Talk about mixed emotions.
Villa took a few minutes to settle at The Hawthorns, but once things started to click, Albion look mightily ordinary.
Let’s park that late handball drama. Just for a moment.
On another night, where Hutton remembers how to properly clear a football, McGinn shoots 2 inches further left and Tammy Abraham’s legs don’t get in a tangle, this is another straightforward away win.
As it transpires, there was going to be the dark arts of an official set to intervene.
However, the positives to take away from this freezing, wintry evening were innumerable.
Once again, we looked a purposeful, threatening unit. Bolasie and El Ghazi on either flank offers an unpredictable if enticing proposition. Their standard of crossing has improved us no end, as has their ability to terrify defenders.

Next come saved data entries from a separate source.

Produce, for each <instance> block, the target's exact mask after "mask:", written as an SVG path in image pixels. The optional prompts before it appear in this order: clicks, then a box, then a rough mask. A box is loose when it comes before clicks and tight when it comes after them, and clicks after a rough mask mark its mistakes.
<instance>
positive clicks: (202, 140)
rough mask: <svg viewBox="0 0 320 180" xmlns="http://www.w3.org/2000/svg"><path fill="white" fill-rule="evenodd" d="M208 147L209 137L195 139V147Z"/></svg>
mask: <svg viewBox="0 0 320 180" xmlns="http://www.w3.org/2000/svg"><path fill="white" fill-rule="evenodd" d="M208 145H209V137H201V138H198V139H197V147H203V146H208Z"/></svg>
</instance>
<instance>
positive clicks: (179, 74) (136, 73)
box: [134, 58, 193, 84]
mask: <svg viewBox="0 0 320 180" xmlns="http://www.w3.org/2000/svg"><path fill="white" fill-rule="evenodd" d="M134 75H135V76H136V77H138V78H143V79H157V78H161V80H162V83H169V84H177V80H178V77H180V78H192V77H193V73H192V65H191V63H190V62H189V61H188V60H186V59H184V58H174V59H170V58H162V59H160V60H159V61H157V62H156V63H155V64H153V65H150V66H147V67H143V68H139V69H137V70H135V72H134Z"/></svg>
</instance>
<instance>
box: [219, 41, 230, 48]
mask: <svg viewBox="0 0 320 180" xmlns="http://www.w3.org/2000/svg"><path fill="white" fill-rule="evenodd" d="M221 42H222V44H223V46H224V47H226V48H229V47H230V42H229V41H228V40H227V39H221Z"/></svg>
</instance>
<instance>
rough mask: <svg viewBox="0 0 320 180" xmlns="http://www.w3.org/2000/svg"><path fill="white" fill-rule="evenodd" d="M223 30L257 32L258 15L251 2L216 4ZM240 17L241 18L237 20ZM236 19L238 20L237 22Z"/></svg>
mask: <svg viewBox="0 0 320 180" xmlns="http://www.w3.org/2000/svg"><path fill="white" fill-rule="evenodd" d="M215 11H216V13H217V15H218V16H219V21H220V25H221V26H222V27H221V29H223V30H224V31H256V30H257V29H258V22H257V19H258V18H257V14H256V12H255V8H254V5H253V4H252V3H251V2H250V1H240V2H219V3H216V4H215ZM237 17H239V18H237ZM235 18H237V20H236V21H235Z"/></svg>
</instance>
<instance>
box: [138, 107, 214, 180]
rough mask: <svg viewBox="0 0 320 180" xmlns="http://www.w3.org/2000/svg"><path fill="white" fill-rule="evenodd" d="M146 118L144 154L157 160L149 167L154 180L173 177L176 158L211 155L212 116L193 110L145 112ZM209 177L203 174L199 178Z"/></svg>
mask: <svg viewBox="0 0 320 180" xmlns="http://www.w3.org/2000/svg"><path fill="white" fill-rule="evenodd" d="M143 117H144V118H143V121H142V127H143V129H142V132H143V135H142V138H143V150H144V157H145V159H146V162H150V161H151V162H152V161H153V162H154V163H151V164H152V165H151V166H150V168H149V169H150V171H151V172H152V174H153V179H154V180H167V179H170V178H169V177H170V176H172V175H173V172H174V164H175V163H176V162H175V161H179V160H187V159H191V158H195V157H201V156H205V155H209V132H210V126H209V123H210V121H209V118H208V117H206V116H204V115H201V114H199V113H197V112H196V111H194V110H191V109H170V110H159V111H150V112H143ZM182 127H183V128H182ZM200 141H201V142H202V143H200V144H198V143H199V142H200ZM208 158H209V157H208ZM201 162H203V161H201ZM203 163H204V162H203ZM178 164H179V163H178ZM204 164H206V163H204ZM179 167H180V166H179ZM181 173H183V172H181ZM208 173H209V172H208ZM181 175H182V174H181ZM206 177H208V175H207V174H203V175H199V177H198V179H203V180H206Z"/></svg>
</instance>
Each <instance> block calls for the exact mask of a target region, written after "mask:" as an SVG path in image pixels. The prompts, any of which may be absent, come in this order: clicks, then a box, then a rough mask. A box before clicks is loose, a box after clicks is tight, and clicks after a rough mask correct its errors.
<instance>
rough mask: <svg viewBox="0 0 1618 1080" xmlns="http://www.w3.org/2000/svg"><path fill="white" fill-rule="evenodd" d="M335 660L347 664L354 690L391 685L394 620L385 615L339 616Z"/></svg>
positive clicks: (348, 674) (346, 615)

El Ghazi shone. The Dutchman, who has only recently found form and favour, dazzled across the 90 minutes. If kept fit and confident, he could be a real asset to us.
El Ghazi’s first goal took a big deflection but came after he retrieved and fired an effort goal-bound. His second, after good work from Grealish, was an opportunistic, unstoppably fierce strike into the top right corner beyond Johnstone. It was a real stunner to silence the locals. Overall, the former Ajax man impressed with his skill all evening and was pretty much unplayable.

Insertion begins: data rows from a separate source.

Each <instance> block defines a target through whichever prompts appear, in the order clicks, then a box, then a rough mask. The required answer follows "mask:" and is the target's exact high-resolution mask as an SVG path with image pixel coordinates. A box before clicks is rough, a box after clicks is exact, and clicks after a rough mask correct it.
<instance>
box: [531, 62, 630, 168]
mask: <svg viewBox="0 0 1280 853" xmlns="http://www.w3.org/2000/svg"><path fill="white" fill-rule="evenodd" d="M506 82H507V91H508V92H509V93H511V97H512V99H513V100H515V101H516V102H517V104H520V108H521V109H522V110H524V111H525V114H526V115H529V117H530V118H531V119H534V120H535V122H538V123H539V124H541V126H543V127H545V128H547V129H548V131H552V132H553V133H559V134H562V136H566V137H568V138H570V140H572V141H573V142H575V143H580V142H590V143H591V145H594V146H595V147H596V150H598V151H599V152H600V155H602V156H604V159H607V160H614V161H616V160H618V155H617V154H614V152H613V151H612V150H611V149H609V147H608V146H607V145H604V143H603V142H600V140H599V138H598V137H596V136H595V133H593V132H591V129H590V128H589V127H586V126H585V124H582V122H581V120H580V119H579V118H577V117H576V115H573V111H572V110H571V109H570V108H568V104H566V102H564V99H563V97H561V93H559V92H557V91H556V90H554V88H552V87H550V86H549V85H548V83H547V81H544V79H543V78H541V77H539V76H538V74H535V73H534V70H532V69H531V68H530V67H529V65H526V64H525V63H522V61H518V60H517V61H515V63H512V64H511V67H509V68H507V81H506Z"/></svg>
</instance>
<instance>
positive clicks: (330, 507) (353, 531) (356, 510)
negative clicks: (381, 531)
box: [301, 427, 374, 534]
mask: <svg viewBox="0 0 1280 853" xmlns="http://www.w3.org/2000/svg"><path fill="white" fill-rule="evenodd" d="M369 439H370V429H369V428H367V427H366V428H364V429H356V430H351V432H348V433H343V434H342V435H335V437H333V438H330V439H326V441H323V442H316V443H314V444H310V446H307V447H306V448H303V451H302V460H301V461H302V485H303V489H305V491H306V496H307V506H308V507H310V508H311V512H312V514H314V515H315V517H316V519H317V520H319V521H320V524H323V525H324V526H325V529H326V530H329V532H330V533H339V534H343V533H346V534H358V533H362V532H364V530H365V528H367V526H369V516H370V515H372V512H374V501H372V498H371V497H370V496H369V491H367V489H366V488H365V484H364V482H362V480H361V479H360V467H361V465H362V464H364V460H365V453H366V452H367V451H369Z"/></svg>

McGinn was his usual tenacious self in the middle of the park. The former Hibs man was desperately unlucky to see a powerful drive in the first half cannon off the post. An “if only that had gone in” type of moment…
James Chester impressed too on his return to the club where he wasn’t considered good enough under Tony Pulis. Chester has blossomed at Villa and delivered a suitably solid display. Concerns do though remain about his knee, with the skipper visibly working the joint at every opportunity when the ball went dead as the game went on.
There is real rhythm to our play, it’s suddenly a pleasure to watch Villa, finally, largely pondering how me might next conjure an opportunity to hurt the opposition.
This is what, in part, makes the draw all the more annoying. There are always areas for improvement.
Defensively we are not quite up to shape.
One can’t help but wonder if Elmohamady shades Hutton in terms of completeness. Hutton, a consummate trier, is prone to positional lapses. This was again evidenced in the build up to Albion’s first goal as he struggled for pace, recovered, only to find himself sprawled out and dispossessed.
Tammy Abraham, who despite his prolific return in terms of goals, will reflect on two glorious wasted opportunities to put us out of sight.
The first saw him tangle his own legs when only needing to slot in to make the game 3-1. A glaring miss. The second was a harder chance, as a headed effort was spurned after good work from the Man of The Match, El Ghazi.
So perhaps it’s what we already know? We must be tighter at the back. The fact we have the fifth leakiest defence in the division is something that needs to be addressed. This perhaps makes missed chances all the more important; but we still shouldn’t miss them.
So what about the Rodrigues handball to gift Albion a draw?
In the modern game, it shouldn’t happen. Indeed, in the traditional game, it shouldn’t either.
As listener’s of the My Old Man Said podcast will know, my ticket for the game was in the Albion end. Perhaps it was karma that I should be sat about ten feet away from where Jay Rodrigues handled the ball into the back of the net? Whilst our allegiances might be different, nobody in the ground could believe that goal was given.
The most baffling thing was that even if the referee was unsighted (which it appears he was), his assistant had a clear and completely unobstructed view of the incident. It wasn’t a slight touch, it wasn’t deft. It was an absolutely clear as day handball, irrelevant of what Rodrigues’ intent was. Hand. Ball.
As supporters we will go away rightly aggrieved. Albion fans will of course lament their good fortune. As Villa fans, given that we have been masters of our own downfall as a club for so long, it somehow feels worse to be on the end of a truly dreadful officiating decision.
Whilst we are in good shape to move on from it, one can’t help but ponder what difference two stolen points might have upon our season. At this stage it’s not worth thinking about. Our efforts are best channelled into maintaining our good run, form and momentum up the table.